Sono desajustado. Fome errada. Paz influenciada. Calor
curitibano, preguiça baiana. E meu copo de leite quente. Não calmante, não
remédio. Só leite com chocolate quente. Sem pensar no tempo que eu tenho a minha
disposição, ao meu cavalete de pintura fiel que – por semanas a fio – permanece
ao lado da cama, confiante que eu vou, em algum momento, me ater a sua função.
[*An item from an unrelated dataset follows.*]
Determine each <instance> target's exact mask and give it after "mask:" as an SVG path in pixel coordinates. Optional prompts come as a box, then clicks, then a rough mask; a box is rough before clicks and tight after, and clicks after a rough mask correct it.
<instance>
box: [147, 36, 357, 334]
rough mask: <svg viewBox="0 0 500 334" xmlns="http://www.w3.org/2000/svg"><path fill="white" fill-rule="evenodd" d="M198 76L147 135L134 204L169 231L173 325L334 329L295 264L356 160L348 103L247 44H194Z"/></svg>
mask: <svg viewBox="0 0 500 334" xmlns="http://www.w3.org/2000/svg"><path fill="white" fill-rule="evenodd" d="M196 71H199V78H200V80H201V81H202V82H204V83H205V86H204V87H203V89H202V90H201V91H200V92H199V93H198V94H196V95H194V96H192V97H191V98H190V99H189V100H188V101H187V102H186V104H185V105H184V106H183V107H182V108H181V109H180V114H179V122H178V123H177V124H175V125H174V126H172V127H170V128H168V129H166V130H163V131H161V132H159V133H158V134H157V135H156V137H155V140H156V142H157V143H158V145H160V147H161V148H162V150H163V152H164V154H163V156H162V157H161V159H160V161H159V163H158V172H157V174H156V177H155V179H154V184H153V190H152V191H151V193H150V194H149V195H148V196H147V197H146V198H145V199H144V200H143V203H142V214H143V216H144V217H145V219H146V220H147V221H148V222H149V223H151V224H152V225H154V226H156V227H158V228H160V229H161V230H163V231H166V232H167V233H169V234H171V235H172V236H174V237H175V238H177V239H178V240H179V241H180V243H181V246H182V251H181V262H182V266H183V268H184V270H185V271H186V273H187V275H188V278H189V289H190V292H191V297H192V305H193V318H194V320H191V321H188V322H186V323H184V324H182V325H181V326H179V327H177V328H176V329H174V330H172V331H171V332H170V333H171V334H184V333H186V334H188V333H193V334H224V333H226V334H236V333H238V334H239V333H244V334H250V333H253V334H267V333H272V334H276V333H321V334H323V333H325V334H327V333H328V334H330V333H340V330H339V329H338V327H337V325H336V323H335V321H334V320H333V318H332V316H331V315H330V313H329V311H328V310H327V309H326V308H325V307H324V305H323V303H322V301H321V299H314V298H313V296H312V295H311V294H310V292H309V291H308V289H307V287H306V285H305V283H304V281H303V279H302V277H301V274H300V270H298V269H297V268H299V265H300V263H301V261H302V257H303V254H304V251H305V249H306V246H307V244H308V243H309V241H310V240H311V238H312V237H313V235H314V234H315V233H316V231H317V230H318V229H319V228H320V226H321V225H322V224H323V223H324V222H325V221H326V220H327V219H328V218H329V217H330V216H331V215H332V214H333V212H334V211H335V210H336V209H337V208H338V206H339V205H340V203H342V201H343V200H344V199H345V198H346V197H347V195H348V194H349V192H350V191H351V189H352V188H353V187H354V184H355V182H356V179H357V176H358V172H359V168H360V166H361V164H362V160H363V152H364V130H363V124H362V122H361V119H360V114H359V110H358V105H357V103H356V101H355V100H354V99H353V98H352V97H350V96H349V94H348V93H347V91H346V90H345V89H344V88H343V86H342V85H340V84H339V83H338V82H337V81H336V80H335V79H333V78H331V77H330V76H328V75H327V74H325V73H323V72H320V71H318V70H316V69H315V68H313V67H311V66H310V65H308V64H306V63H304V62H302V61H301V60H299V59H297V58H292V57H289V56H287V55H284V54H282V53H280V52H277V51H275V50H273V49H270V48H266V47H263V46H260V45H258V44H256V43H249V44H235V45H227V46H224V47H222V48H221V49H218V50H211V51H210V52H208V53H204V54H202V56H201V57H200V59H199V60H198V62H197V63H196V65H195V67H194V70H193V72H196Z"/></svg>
O teclado mudo. Tudo porque a arte não fluiu mais. Porque em algum momento eu
não precisei mais da desordem da minha vida, a discórdia consagrada, ou os
nossos sorrisos flutuantes em domingos de sol e almoço na casa dos seus
parentes. A fotografia também se dissipou. Entende, moreno? Acabou. Não eu, não
você, não os domingos. A vontade. A vontade de expressar nosso café e o
creme-de-canela nos meus quadros, na minha poesia ou no meu instrumento, se
antes eu queria tanto e agora é tarde demais. E não é por sua culpa, não é. Mas
eu também não sei escrever sobre mais nada. Tua alma, ao que diz contato com
teu cabelo, teu perfume, ou tua cor da pele, são acalentos. É tudo acalento. E
agora, nessa mesma madrugada, se eu me pego me perguntando sobre a princesa que
você andou escrevendo num dos teus textos nesses últimos meses, veja bem, eu
tenho vontade de atirar no chão meu leite com achocolatado que, até eu terminar
teu texto, já esfriou. O problema não é a vodka que tá faltando aqui, é a tua cor morena nos meus quadros em branco, empilhados no canto do
quarto. O teu timbre suave, que toda vez que você fala me faz pensar que tua
voz deveria, sim, soar mais forte, porque todas as vezes que você ri eu tenho
essa vontade chata, injuriante, de deitar no teu colo e rir contigo até a
risada cessar e você começar, enfim, a me apertar com mais força e eu te fazer parar o
carro em uma rua sem movimento pra que a gente ria cada vez mais junto, pra depois
deixar a risada sem graça pra mais tarde, porque eu ainda tenho, sim, essa
vontade de ti. Não tô pedindo
nada, moreno, mas tô querendo tudo. Te deixo fotografar meu perfil do lado que
mais odeio se você topar descer a Graciosa ouvindo Milo Greene enquanto eu
troco de roupa na estrada. Te dou aquele livro da protagonista lasciva - com
dedicatória - antes de você viajar (pela terceira vez) se você voltar e me
levar num show do Cícero. Mas volta. Que é pra eu me aconchegar no teu peito
enquanto choro a história de um andarilho. Que é pra você me levar pra velejar
enquanto eu canto You Are My Sunshine. Que é pra gente viver aquelas viagens a
dois que ficaram só na nossa cabeça. Volta pelo teu mocha. Volta pelo meu
macarrão. Pelos nossos passeios com o seu cachorro. Volta.